この権利を持つ人間が一人でも嫌といえば、事業は進まないですのでかなりの強権になります。わかりやすいところで言うと、国連の常任理事国のような扱いでしょうか。
まぁ特定VCからの出資比率が50%を超える場合は、経営的には無議決権株式でも発行しない限りどっちにしても同じような話になってしまいますが。

損害賠償

投資契約に違反した場合や、企業は開示した情報が不完全であった場合、それによってVCが被った損害を企業や契約者(経営者)が賠償するというものです。
まぁこのへんは損が出た場合に、ごねられるとかなり厄介です。VCのいわんとすることもわからなくはないのですが、企業の透明性を確保するというのはなかなか大変で、そのために上場企業が大変なコストを負担していることを思えばご理解いただけるかと。
ちなみに連帯保証もあって、投資契約が履行されなかった場合に、経営者にその責を連帯して賠償するものです。

新株引受権

新株発行時に以前の株式発行時と同じ比率で、新たな投資家に優先して新株を取得する機会を与えられる権利です。要はVCが持つ株式の権利の希薄化を防止します。
逆に言うと経営が安定してきたから、自社株を発行して自分たちの発言を強めようということに対して「まった」がかかっている訳ですね。
他にもこの株式の希薄化についてVCは敏感で、様々な名称の条項で似たような効力を発揮するものを仕込みます。

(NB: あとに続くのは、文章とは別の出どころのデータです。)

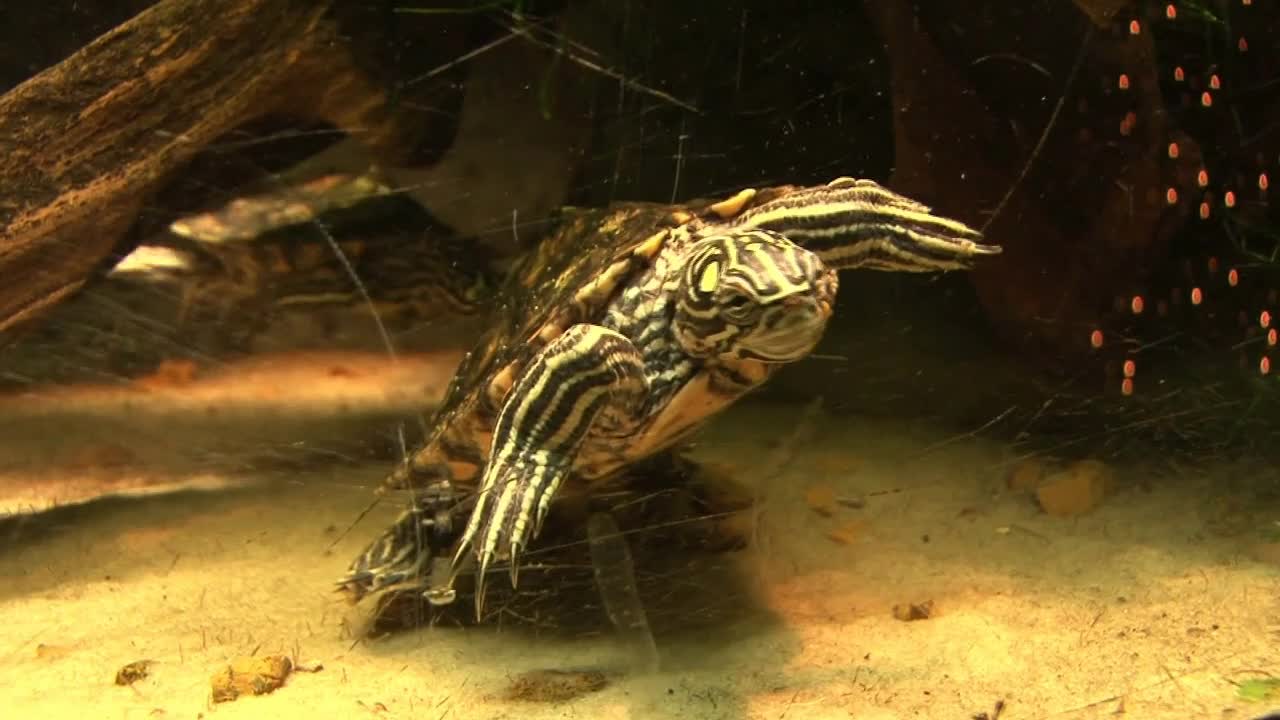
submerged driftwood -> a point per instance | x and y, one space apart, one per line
85 142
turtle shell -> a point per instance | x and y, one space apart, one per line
568 278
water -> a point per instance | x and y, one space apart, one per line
1041 490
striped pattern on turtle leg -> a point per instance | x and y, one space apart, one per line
586 372
858 223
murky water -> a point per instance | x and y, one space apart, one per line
1041 488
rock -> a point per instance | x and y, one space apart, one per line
1074 491
251 675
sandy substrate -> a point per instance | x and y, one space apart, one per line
1152 606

他にもデューデリジェンスや残余財産優先分配権など色々ありますが、その辺はある程度困る時期がしぼられてるので、ここではのちのちずっと苦しめられる条項だけをピックアップしてみました。
これらの項目が入っていたら即そのVCがダメというわけではないですが、VC側の主張としては上記のようなものであるということです。
そこから交渉を行うのは、契約者たる当事者たちの問題となりますので、ぜひぜひタフな交渉を行ってください。